The pre-compiled version of StLFRdenovo can be downloaded from here: https://github.com/BGI-biotools/stLFRdenovo/releases

## Structure of the files

```

├── bin

│   ├── BcAssembly

│   ├── BcScaffold

│   ├── FillGaps

│   ├── MakeFasta

│   ├── ParseBarcodedFastqs

│   └── PeAssembly

├── script

│   ├── barcode_list.txt

│   ├── SOAPfilter_v2.2

│   ├── split_barcode.pl

│   └── split_barcode.sh

├── step_1_prepare_data.sh

├── step_2_run_assembly.sh

└── stLFRdenovo_pipeline.sh

```

## System Requirement

It only runs on linux system like Centos or Ubuntu. In order to run stLFRdenovo on large genomes like human, the computing node should have at least 512 GB and 1TB free disk space (The final output would not take that much space, it is just for intermediate files generated by the software).



## Useage

+ 1st, create a new work folder

```

> mkdir YourProjectName

> cd YourProjectName

```

This step is just to make sure you start your project in a clean directory, so if you do the first step, you can provide `./` as `out_path` or `./read_name` as `outout_prefix` to the following steps. If you are aware that the path you provide to the following steps are valid (not necessarily created already), you can ignore this step. 

+ 2nd, run the 1-step executable script or run it by 2 steps.

    + 2.1 run the 1-step executable script with raw reads.

    ```

    > stLFRdenovo_dir/stLFRdenovo_pipeline.sh [ -f raw_fastq_1 raw_fastq_2 ] [ -o out_path ] [ -m max_memory = 512 ] [ -t thread_num = 32 ] 

    ```

    This script will do data pre-processing step (generating two separate read pair file in fastq format) and the assembly step automatically.

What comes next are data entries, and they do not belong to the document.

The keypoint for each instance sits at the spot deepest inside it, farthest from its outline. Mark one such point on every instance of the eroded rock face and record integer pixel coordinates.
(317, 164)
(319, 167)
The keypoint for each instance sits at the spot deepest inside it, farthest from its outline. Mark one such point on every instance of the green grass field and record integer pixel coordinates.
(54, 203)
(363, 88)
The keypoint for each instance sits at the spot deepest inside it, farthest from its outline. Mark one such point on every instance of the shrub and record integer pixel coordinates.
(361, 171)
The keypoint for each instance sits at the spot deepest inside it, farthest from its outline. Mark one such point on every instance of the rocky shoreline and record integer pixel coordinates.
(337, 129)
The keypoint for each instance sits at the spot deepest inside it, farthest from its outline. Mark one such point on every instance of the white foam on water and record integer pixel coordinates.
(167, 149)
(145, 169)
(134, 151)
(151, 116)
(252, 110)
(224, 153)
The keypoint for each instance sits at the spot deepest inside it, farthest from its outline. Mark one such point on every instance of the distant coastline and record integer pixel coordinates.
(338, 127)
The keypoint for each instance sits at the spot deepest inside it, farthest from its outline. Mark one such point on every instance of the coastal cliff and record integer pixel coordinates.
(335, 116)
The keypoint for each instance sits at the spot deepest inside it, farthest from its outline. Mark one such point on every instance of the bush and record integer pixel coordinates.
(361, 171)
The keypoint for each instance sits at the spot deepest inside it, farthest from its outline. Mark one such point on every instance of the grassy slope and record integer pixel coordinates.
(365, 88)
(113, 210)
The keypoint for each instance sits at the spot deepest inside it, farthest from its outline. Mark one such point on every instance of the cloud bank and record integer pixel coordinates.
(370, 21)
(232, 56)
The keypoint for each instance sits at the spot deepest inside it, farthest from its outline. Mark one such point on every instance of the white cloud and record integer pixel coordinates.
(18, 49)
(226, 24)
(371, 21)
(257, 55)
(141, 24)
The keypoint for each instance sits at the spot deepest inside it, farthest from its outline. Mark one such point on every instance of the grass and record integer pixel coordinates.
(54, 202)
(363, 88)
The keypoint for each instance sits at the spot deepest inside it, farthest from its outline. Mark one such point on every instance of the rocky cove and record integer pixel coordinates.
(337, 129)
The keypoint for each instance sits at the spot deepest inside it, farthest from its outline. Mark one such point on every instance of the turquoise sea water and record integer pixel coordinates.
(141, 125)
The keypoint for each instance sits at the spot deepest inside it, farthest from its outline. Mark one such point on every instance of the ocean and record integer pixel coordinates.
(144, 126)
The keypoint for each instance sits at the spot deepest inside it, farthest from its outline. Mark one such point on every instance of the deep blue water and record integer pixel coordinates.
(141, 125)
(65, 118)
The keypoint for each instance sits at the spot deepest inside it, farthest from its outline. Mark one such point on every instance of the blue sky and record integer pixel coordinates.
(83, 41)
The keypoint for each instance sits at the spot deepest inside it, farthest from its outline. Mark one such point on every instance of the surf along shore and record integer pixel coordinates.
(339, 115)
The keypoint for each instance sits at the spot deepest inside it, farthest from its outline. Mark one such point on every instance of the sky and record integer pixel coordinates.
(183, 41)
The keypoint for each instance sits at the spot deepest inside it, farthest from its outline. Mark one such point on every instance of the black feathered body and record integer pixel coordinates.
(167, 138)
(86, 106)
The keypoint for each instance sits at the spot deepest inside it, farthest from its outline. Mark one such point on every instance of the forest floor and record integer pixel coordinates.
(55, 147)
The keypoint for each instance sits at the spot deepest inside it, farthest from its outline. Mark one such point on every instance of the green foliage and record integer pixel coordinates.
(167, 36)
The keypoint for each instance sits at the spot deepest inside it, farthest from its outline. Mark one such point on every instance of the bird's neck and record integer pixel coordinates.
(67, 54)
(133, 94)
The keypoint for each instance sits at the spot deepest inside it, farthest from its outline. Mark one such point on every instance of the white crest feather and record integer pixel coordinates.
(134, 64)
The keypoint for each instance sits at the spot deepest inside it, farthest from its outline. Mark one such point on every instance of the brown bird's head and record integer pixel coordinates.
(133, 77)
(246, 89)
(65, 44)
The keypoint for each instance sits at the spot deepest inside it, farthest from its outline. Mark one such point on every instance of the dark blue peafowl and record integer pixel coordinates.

    + 2.2 run the pipeline by 2 steps.

        + step 1, data pre-processing

        Before running assembly, the raw fastq file's barcode should be separated, and the duplicate and adapter also need to be filtered. if you have clean fastq file, you can juamp to 2nd.

        ```

        > stLFRdenovo_dir/step_1_prepare_data.sh [ -f raw_fastq_1 raw_fastq_2 ] [ -o output_prefix ] [ -t thread_num = 32 ]

        ```

        + step 2, running assembly

        After prepare data, you can start assembly with two clean fastq files. Then execute `step_2_run_assembly.sh` without any parameter to see how to use it.

        ```

        > stLFRdenovo_dir/step_2_run_assembly.sh [ -f clean_fastq_1 clean_fastq_2 ] [ -o out_path ] [ -m max_memory = 512 ] [ -t thread_num = 32 ] 

        ```

        A typical way to launch the pipeline is:

        ```

        > stLFRdenovo_dir/step_2_run_assembly.sh -f read1.fq[.gz] read2.fq[.gz] -t 32 -m 512 -o out_path

        ```

        If `out_path` doesn't exist, the pipeline will create it.

        Please Note that the maximum threads to use in stLFRdenovo is 32, if you specify more than 32, the pipeline would use 32 threads at most. Also, the memory limit is just a reminder here how much memory you want to use for now, it would not quit the pipeline even when it uses more memory than what you have specified.



After the pipeline finishes, there will be a `scaffolds.fasta.gz` file in the `out_path`, which is the final assembly result.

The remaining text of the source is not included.